Great Expectations — Quality Rules per Layer

Bronze Layer: Ingestion Validation

Bronze expectations verify that raw data arrived correctly.

# csa_platform/governance/dataquality/expectations/bronze_suite.py
import great_expectations as gx

context = gx.get_context()

# Create the bronze validation suite
suite = context.add_expectation_suite("bronze_ingestion_suite")

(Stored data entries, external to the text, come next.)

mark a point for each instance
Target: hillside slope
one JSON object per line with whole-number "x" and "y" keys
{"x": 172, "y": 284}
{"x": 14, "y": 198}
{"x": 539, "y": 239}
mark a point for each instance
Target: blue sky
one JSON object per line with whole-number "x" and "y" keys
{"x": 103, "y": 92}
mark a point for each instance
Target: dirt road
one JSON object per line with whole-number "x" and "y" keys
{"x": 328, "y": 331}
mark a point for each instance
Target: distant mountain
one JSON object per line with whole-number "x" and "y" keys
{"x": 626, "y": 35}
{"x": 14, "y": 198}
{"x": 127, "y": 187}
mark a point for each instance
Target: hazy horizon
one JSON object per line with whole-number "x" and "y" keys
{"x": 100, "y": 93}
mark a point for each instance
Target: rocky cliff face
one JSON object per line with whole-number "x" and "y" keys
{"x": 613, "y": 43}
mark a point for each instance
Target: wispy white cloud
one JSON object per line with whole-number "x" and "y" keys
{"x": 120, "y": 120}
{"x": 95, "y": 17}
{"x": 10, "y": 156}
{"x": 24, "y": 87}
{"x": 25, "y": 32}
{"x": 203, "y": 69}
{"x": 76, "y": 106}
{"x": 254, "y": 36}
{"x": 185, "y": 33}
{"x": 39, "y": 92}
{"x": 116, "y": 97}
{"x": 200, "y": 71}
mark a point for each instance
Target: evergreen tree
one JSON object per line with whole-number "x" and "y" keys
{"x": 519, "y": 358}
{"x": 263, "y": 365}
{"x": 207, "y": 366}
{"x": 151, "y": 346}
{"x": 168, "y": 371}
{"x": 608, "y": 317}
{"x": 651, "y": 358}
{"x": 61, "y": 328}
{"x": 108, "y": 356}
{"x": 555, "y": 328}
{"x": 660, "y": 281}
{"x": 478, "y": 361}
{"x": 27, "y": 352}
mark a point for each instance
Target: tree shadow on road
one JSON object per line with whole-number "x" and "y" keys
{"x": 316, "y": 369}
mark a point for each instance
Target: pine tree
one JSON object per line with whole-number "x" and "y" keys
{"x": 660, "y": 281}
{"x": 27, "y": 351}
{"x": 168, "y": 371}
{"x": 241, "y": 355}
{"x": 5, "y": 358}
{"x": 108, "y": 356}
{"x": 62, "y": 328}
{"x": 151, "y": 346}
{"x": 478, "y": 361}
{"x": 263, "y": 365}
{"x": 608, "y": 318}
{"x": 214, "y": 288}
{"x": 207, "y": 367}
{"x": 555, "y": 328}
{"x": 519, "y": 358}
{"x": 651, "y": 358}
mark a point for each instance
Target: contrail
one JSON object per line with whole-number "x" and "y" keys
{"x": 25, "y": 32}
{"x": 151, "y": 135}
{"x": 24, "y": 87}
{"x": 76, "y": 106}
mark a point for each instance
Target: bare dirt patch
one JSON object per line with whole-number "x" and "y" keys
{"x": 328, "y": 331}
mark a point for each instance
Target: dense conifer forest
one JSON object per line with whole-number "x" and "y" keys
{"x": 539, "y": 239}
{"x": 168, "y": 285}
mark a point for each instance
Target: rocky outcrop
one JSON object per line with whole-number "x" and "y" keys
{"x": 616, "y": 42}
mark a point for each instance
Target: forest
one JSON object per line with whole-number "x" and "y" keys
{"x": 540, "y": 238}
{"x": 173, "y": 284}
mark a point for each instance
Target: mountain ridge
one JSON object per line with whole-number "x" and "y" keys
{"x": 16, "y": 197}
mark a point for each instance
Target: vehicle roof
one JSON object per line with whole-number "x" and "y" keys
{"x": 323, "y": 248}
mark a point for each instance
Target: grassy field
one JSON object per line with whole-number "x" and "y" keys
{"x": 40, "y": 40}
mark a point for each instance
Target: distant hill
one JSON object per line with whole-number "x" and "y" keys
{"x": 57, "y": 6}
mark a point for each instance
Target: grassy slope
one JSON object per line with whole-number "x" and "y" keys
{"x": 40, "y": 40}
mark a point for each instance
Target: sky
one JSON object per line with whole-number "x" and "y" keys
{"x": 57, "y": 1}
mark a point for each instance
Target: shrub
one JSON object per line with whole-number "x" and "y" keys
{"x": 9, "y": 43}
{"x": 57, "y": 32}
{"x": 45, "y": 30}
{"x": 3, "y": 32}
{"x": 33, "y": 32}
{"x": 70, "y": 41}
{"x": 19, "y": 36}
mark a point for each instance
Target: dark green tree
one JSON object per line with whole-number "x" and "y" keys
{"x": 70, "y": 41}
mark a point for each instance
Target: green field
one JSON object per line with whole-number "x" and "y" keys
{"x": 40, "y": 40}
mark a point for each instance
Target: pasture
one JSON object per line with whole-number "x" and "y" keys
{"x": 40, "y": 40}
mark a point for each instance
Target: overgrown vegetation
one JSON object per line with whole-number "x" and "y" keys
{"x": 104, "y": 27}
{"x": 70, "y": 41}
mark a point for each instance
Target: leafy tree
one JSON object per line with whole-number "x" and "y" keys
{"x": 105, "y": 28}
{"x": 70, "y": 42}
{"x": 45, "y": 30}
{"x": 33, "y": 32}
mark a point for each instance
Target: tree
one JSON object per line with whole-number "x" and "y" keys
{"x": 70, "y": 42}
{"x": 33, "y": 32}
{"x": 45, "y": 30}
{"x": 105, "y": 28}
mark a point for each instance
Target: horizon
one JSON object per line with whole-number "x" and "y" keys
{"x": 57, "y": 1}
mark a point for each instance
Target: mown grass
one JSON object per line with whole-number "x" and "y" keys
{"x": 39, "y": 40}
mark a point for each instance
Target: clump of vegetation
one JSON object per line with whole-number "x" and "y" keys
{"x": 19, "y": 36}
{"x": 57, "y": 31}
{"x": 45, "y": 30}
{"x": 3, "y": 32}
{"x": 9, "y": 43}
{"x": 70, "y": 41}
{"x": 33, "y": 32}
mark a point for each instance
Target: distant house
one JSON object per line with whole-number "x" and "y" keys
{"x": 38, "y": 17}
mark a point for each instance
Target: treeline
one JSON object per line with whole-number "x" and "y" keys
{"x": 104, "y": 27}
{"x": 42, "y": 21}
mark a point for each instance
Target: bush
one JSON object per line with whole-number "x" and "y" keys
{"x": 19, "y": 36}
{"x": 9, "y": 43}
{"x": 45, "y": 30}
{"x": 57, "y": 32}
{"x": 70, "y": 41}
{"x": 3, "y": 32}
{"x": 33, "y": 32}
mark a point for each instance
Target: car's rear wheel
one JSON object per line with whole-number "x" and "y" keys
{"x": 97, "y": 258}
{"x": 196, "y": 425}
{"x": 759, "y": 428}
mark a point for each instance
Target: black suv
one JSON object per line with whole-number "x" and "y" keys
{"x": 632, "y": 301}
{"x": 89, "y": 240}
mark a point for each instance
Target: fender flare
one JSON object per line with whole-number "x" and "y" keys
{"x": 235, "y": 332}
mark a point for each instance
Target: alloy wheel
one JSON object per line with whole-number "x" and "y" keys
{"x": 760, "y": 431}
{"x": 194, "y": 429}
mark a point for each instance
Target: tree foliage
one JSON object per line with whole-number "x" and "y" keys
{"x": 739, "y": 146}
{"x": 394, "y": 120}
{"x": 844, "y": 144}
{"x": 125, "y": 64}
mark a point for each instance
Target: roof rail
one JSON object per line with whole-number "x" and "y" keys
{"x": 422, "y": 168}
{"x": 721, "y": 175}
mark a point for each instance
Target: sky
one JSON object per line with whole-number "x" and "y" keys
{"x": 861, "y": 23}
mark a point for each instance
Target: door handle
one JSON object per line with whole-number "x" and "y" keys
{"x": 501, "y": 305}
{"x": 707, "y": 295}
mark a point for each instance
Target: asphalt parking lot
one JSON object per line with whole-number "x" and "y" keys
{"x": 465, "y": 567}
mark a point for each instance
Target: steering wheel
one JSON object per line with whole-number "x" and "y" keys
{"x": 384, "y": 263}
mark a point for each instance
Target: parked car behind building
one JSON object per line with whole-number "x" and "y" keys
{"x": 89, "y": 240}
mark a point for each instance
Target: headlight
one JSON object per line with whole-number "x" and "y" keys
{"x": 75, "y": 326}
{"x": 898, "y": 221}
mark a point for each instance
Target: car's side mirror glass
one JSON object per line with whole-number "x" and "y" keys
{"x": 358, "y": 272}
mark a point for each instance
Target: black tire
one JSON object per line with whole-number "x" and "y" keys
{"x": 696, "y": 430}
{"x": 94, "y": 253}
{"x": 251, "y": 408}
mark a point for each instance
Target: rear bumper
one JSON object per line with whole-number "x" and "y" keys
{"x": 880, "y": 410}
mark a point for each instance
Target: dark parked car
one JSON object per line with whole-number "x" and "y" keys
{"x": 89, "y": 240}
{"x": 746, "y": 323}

# Completeness — required columns must not be null
suite.add_expectation(
    gx.expectations.ExpectColumnValuesToNotBeNull(column="customer_id")
)
suite.add_expectation(
    gx.expectations.ExpectColumnValuesToNotBeNull(column="_ingested_at")
)

# Schema conformance — expected columns exist
suite.add_expectation(
    gx.expectations.ExpectTableColumnsToMatchSet(
        column_set=["customer_id", "email", "first_name", "last_name",
                     "_ingested_at", "_source_file"],
        exact_match=False,  # Allow additional columns
    )
)

# Freshness — data arrived within the SLA window
suite.add_expectation(
    gx.expectations.ExpectColumnMaxToBeBetween(
        column="_ingested_at",
        min_value={"$PARAMETER": "now() - interval 24 hours"},
    )
)

# Row count — minimum expected volume
suite.add_expectation(
    gx.expectations.ExpectTableRowCountToBeBetween(
        min_value=100,
    )
)

Silver Layer: Cleansing Validation

# Silver suite — data has been cleansed and conformed
suite = context.add_expectation_suite("silver_cleansing_suite")

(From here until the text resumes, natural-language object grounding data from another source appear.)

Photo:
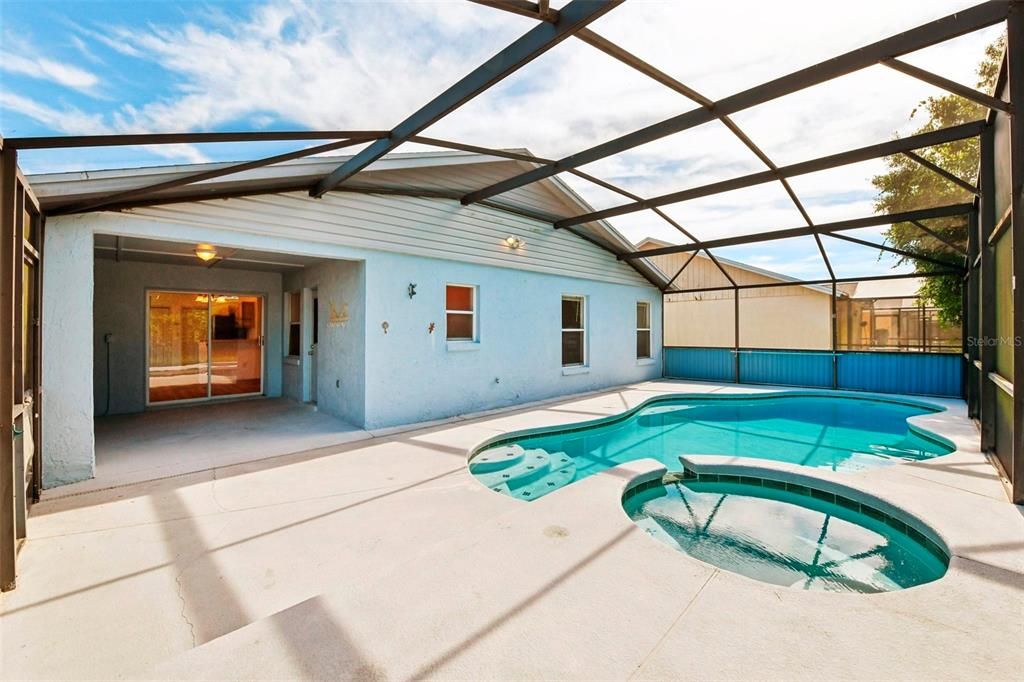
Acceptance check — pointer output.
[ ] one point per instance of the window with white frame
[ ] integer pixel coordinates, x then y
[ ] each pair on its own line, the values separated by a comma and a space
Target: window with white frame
643, 330
573, 331
460, 312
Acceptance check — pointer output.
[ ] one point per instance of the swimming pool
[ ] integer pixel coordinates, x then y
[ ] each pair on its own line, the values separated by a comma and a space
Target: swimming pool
820, 430
786, 535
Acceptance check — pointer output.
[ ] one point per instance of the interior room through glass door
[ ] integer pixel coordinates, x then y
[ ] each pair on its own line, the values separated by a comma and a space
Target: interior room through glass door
204, 345
179, 335
237, 359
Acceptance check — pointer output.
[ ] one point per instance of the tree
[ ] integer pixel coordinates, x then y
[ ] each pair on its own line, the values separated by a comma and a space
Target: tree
907, 185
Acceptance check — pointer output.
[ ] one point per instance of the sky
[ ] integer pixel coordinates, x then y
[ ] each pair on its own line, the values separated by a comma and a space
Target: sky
89, 67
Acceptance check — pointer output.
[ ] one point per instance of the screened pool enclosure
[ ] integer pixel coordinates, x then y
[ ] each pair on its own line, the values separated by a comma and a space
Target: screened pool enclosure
984, 366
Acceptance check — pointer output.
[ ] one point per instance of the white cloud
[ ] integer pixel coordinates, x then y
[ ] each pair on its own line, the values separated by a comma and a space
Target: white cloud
75, 122
352, 65
50, 70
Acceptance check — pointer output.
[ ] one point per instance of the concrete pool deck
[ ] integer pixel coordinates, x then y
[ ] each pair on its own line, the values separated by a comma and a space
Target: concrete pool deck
385, 559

# Uniqueness — surrogate keys are unique
suite.add_expectation(
    gx.expectations.ExpectColumnValuesToBeUnique(column="customer_sk")
)

# Referential integrity — FK values exist in parent table
suite.add_expectation(
    gx.expectations.ExpectColumnDistinctValuesToBeInSet(
        column="customer_id",
        value_set={"$PARAMETER": "query:SELECT DISTINCT customer_id FROM silver.slv_customers"},
    )
)

# Range checks — business-valid ranges
suite.add_expectation(
    gx.expectations.ExpectColumnValuesToBeBetween(
        column="total_amount",
        min_value=0,
        max_value=10_000_000,
    )
)

# Enum validation
suite.add_expectation(
    gx.expectations.ExpectColumnValuesToBeInSet(
        column="order_status",
        value_set=["pending", "confirmed", "shipped", "delivered",
                   "cancelled", "returned"],
    )
)

# Null rate — at most 5% nulls in optional fields
suite.add_expectation(
    gx.expectations.ExpectColumnValuesToNotBeNull(
        column="email",
        mostly=0.95,
    )
)

Gold Layer: Business Rule Compliance

# Gold suite — business-ready aggregates
suite = context.add_expectation_suite("gold_business_suite")

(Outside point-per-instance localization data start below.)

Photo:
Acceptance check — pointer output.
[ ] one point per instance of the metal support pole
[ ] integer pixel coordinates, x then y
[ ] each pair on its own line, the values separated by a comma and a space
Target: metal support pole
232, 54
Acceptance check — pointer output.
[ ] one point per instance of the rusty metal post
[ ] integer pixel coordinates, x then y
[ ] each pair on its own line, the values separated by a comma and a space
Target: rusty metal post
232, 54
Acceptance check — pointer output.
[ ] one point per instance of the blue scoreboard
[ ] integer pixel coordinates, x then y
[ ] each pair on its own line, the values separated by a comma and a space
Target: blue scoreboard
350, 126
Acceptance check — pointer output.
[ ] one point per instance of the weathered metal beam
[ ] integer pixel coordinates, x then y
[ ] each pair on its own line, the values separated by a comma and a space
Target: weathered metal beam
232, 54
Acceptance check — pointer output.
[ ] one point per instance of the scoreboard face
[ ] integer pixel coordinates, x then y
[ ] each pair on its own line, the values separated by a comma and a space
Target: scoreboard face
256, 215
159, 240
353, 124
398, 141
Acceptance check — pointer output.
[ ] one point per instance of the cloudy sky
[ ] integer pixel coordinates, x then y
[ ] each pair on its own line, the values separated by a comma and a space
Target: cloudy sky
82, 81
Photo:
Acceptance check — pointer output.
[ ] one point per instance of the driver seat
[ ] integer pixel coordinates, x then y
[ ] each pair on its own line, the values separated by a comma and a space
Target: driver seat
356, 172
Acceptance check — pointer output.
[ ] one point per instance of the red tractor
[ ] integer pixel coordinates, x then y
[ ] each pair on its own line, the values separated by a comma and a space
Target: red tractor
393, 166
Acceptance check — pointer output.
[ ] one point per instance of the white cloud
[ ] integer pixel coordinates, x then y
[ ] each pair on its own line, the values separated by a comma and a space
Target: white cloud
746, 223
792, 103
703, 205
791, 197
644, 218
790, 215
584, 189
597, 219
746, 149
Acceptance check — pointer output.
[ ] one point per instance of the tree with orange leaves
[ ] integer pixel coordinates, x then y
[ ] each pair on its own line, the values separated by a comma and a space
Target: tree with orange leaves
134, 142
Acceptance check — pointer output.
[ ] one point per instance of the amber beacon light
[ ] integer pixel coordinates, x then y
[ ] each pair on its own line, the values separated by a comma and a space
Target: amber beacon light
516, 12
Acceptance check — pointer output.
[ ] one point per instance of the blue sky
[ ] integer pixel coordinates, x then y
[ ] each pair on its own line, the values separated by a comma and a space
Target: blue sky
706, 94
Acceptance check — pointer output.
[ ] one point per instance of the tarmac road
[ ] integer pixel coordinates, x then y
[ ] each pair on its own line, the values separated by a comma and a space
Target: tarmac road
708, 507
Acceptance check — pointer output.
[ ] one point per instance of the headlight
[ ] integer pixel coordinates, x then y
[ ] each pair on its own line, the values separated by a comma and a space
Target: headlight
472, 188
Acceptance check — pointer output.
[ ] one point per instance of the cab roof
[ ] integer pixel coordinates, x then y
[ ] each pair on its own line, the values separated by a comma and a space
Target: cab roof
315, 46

# Aggregation accuracy — revenue cannot be negative
suite.add_expectation(
    gx.expectations.ExpectColumnValuesToBeBetween(
        column="total_revenue",
        min_value=0,
    )
)

# Business rule compliance — segment must match value
suite.add_expectation(
    gx.expectations.ExpectColumnValuesToBeInSet(
        column="customer_segment",
        value_set=["active", "at_risk", "churned", "never_purchased"],
    )
)

# Cross-column validation — active customers must have positive revenue
suite.add_expectation(
    gx.expectations.ExpectColumnPairValuesAToBeGreaterThanB(
        column_A="lifetime_revenue",
        column_B={"$PARAMETER": "literal:0"},
        or_equal=True,
        condition_parser="pandas",
        row_condition="customer_segment == 'active'",
    )
)

# Tier distribution — no single tier should exceed 60% of rows
suite.add_expectation(
    gx.expectations.ExpectColumnProportionOfUniqueValuesToBeBetween(
        column="value_tier",
        min_value=0.01,
    )
)

Run Expectations in Databricks

# In a Databricks notebook
import great_expectations as gx

context = gx.get_context(project_config="csa_platform/governance/dataquality/great_expectations.yml")

# Create a Spark datasource for ADLS
datasource = context.sources.add_or_update_spark("adls_silver")
asset = datasource.add_dataframe_asset("slv_customers")

batch_request = asset.build_batch_request(dataframe=spark.table("silver.slv_customers"))
results = context.run_checkpoint(
    checkpoint_name="daily_quality",
    batch_request=batch_request,
    expectation_suite_name="silver_cleansing_suite",
)

# Check results
if not results.success:
    failed = [r for r in results.run_results.values() if not r.success]
    print(f"QUALITY CHECK FAILED: {len(failed)} expectations failed")
    for f in failed:
        print(f"  - {f.expectation_config.expectation_type}: {f.result}")

Purview Data Quality Rules (No-Code)

Purview's built-in Data Quality feature lets you define rules without code via the portal.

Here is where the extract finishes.